OkHttp EventListener: Network Observability Beyond Logging Interceptors

The 45-Second Mystery

Last month, our Crashlytics lit up:

UnknownHostException: Unable to resolve host "api.example.com"
  Occurrences: 2,847
  Users affected: 1,203
  Context: ¯\_(ツ)_/¯

Backend team checked their dashboards: "API response time is 47ms p95. Not our problem."

They were right. The API was fast. But users were staring at spinners for 45 seconds before seeing "Something went wrong."

Where did those 45 seconds go?

The Visibility Gap

Here's what most Android apps measure:

What You Track	What Actually Happens
Total request time	Yes
HTTP status code	Yes
DNS resolution time	No
TCP handshake time	No
TLS negotiation time	No
Time waiting for first byte	No
Which phase failed	No

You're measuring the destination, but you're blind to the journey.

That UnknownHostException? It could mean:

DNS server unreachable (2-30 second timeout)
Domain doesn't exist (instant failure)
Network switched mid-request (random timing)
DNS poisoning in certain regions (varies)
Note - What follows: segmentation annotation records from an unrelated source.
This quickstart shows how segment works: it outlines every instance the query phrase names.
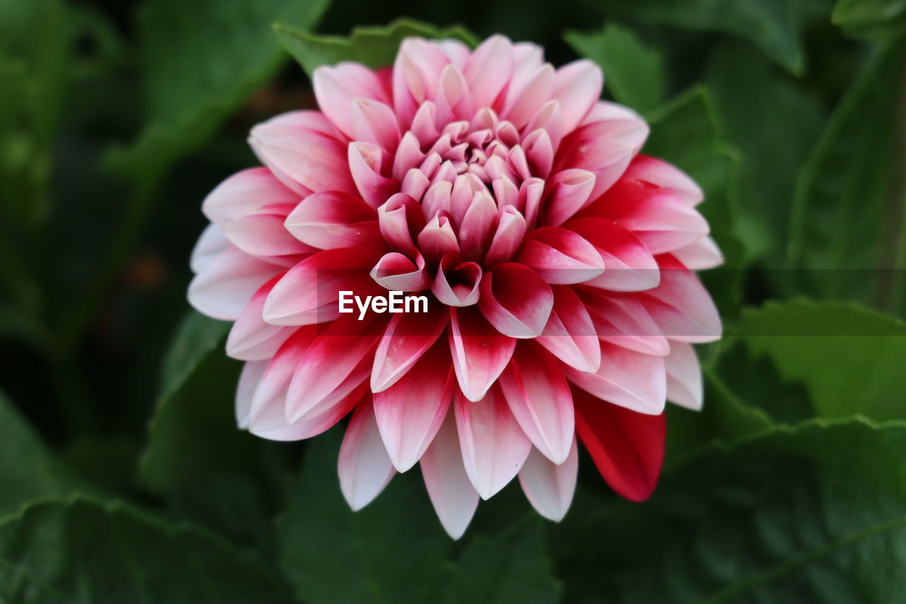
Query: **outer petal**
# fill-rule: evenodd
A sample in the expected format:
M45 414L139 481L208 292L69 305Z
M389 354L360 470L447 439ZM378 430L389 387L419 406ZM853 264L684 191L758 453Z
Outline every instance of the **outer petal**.
M374 407L365 396L352 414L337 458L340 490L353 511L381 494L396 470L381 440Z
M226 354L233 358L244 361L269 359L295 331L295 327L273 326L262 318L265 300L280 277L261 286L233 324L226 338Z
M374 354L371 392L396 384L437 341L449 322L446 308L428 313L401 313L390 319Z
M284 226L303 243L321 249L383 245L374 209L354 195L335 190L304 199L286 217Z
M532 443L519 427L499 388L469 401L459 394L455 414L466 473L482 499L513 480Z
M566 461L559 465L533 448L519 471L519 483L539 514L559 522L573 502L578 475L579 448L573 438Z
M516 262L498 264L481 279L478 308L505 336L537 337L554 307L550 286L531 268Z
M265 301L265 320L272 325L311 325L337 318L341 291L364 295L381 288L368 275L378 253L340 248L308 257L274 286Z
M703 400L701 367L692 345L671 342L670 354L664 358L664 365L667 368L667 399L699 411Z
M447 414L421 458L421 473L444 530L453 539L459 539L478 507L478 493L463 466L452 413Z
M570 382L597 398L638 413L663 413L667 377L661 356L642 355L601 343L601 368L595 374L564 367Z
M664 415L646 415L575 392L575 427L598 472L632 502L654 491L664 458Z
M475 308L450 308L450 355L459 388L480 401L513 356L516 340L501 335Z
M573 401L556 360L539 346L522 346L500 385L532 443L554 463L563 463L573 442Z
M452 398L449 356L443 346L425 353L396 384L374 395L374 414L393 465L406 472L440 427Z
M242 314L252 296L280 267L233 246L220 254L188 286L188 302L214 318L231 321Z
M680 342L719 339L720 316L699 278L670 254L658 257L660 285L637 294L661 333Z
M601 343L585 305L572 287L554 289L554 310L535 341L578 371L594 373L601 366Z

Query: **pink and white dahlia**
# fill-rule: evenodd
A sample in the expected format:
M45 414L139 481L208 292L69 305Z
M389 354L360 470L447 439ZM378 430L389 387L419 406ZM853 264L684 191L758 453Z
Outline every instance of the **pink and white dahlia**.
M265 167L202 208L188 297L234 322L239 426L299 440L352 414L352 509L419 463L453 537L516 476L562 518L576 437L647 498L665 401L701 406L690 345L720 334L691 272L721 262L701 190L638 155L648 126L599 100L594 63L531 44L410 38L391 67L313 83L320 111L255 126ZM427 304L381 312L390 291Z

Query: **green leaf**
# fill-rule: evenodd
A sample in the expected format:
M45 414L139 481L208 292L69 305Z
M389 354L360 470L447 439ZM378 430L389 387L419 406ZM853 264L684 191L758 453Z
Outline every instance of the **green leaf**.
M872 34L902 31L906 25L906 1L838 0L831 21L843 29Z
M452 541L424 492L397 476L373 502L350 511L340 493L334 429L311 442L277 523L284 571L312 604L429 599Z
M121 502L47 501L0 525L0 599L19 604L277 604L281 578L253 554Z
M667 472L644 505L564 528L575 601L889 604L906 589L906 424L778 426ZM567 517L567 522L569 518ZM584 599L582 599L583 597Z
M0 516L25 502L81 486L0 392Z
M906 195L892 197L890 186L901 169L892 152L901 101L891 83L902 77L904 52L906 44L875 50L803 168L786 264L805 269L789 271L795 293L860 302L895 297L884 290L895 275L871 269L895 268L906 238Z
M372 69L393 64L400 43L410 35L423 38L453 38L474 46L475 36L458 25L438 29L431 25L400 19L384 27L357 27L352 35L320 35L294 24L276 24L277 38L309 76L321 65L355 61Z
M606 89L618 102L644 112L664 101L660 54L646 46L631 29L608 23L600 32L567 32L564 38L576 53L601 65Z
M439 601L554 604L560 590L541 519L533 515L495 537L476 535L459 555Z
M805 69L802 30L810 19L824 13L823 2L807 0L586 0L585 4L605 18L726 32L747 38L797 74Z
M906 418L906 324L854 305L770 302L738 331L782 376L807 386L819 417Z
M712 53L706 80L742 160L737 190L748 251L779 268L793 189L822 126L821 104L741 44Z
M149 121L113 167L152 180L198 149L284 55L271 31L275 20L313 26L329 0L149 0L138 18Z

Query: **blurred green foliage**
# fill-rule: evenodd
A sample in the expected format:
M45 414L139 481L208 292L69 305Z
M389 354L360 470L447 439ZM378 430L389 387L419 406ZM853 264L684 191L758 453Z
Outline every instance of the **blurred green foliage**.
M598 62L702 184L727 336L650 502L583 458L561 524L511 485L454 543L413 476L351 512L335 430L236 429L187 265L313 67L497 32ZM0 0L0 600L906 601L904 34L902 0Z

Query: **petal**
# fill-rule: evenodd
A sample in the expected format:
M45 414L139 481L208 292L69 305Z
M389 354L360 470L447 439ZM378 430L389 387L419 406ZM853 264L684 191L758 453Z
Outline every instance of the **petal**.
M463 465L452 413L448 414L421 458L421 474L444 530L453 539L459 539L478 507L478 493Z
M660 270L651 252L638 237L615 222L581 218L564 228L588 239L603 259L603 274L585 285L611 291L643 291L660 282Z
M381 494L396 470L381 440L374 407L366 396L356 405L337 458L340 490L352 511L358 511Z
M670 254L658 257L660 285L637 294L661 333L680 342L720 338L720 316L701 281Z
M500 335L475 308L450 308L449 348L459 389L480 401L509 363L516 340Z
M265 323L262 311L265 300L282 275L277 275L252 297L236 318L226 338L226 354L243 361L270 359L283 343L295 332L295 327L283 327Z
M601 343L585 305L572 287L552 289L554 310L535 341L578 371L596 372L601 366Z
M554 98L563 107L564 131L573 132L601 98L604 76L601 68L587 59L574 61L557 70Z
M377 253L364 248L339 248L309 256L274 286L265 301L265 320L273 325L311 325L337 318L341 291L365 295L380 289L368 274L378 260Z
M604 272L604 261L594 246L558 227L533 230L516 260L552 285L583 283Z
M371 392L396 384L437 341L449 322L446 308L427 313L401 313L390 319L374 353Z
M595 175L587 170L564 170L551 179L550 197L543 223L553 227L568 220L588 204L594 189Z
M381 176L382 155L381 147L371 142L352 142L347 153L349 170L358 193L372 208L379 208L400 191L399 180Z
M377 74L364 65L340 63L323 66L312 74L314 97L318 106L347 136L355 138L352 123L352 100L356 97L388 102L386 93Z
M360 198L331 190L305 198L284 226L297 239L321 249L380 248L383 238L374 209Z
M673 250L673 256L689 270L706 270L724 263L724 255L710 237Z
M298 203L301 196L287 189L267 168L236 172L207 194L201 211L216 224L226 224L276 203Z
M566 461L559 465L533 447L519 471L519 484L539 514L559 522L573 502L578 475L579 448L573 438Z
M371 278L381 287L390 291L421 291L431 284L431 277L425 267L425 258L418 249L412 248L413 262L399 252L384 254L371 268Z
M220 252L229 248L229 239L224 236L223 229L216 224L209 224L201 231L201 237L192 248L192 256L188 261L193 273L200 273L214 262Z
M531 268L498 264L481 279L478 308L495 328L511 337L537 337L554 307L550 286Z
M384 321L353 316L333 321L299 360L286 393L286 419L294 423L325 401L345 395L371 373Z
M664 415L646 415L575 392L575 427L598 472L631 502L654 492L664 459Z
M500 385L532 443L554 463L563 463L573 442L573 400L556 359L538 346L520 346L500 375Z
M454 405L466 473L482 499L513 480L532 443L510 413L499 388L469 401L458 394Z
M198 312L232 321L252 296L280 267L230 246L220 252L188 286L188 302Z
M597 398L641 414L664 411L667 377L662 356L601 343L601 367L588 374L564 367L570 382Z
M692 345L671 342L670 354L664 358L667 369L667 400L700 411L703 401L701 367Z
M440 428L452 399L449 355L442 344L422 355L406 375L374 395L374 414L393 465L406 472Z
Without phase-level visibility, you're debugging with a blindfold.

Where Time Actually Goes

We instrumented 50,000 requests across different network conditions. Here's what we found:

Good Network (WiFi, 4G LTE)

Phase	P50	P95	P99
DNS Lookup	5ms	45ms	120ms
TCP Connect	23ms	89ms	156ms
TLS Handshake	67ms	142ms	203ms
Time to First Byte	52ms	187ms	412ms
Total	147ms	463ms	891ms

Degraded Network (3G, Poor Signal)

Phase	P50	P95	P99
DNS Lookup	234ms	8,200ms	29,000ms
TCP Connect	456ms	2,100ms	5,600ms
TLS Handshake	312ms	890ms	1,400ms
Time to First Byte	178ms	1,200ms	3,400ms
Total	1,180ms	12,390ms	39,400ms

The culprit in our 45-second mystery? DNS timeout on degraded networks.

But we only discovered this after adding proper instrumentation.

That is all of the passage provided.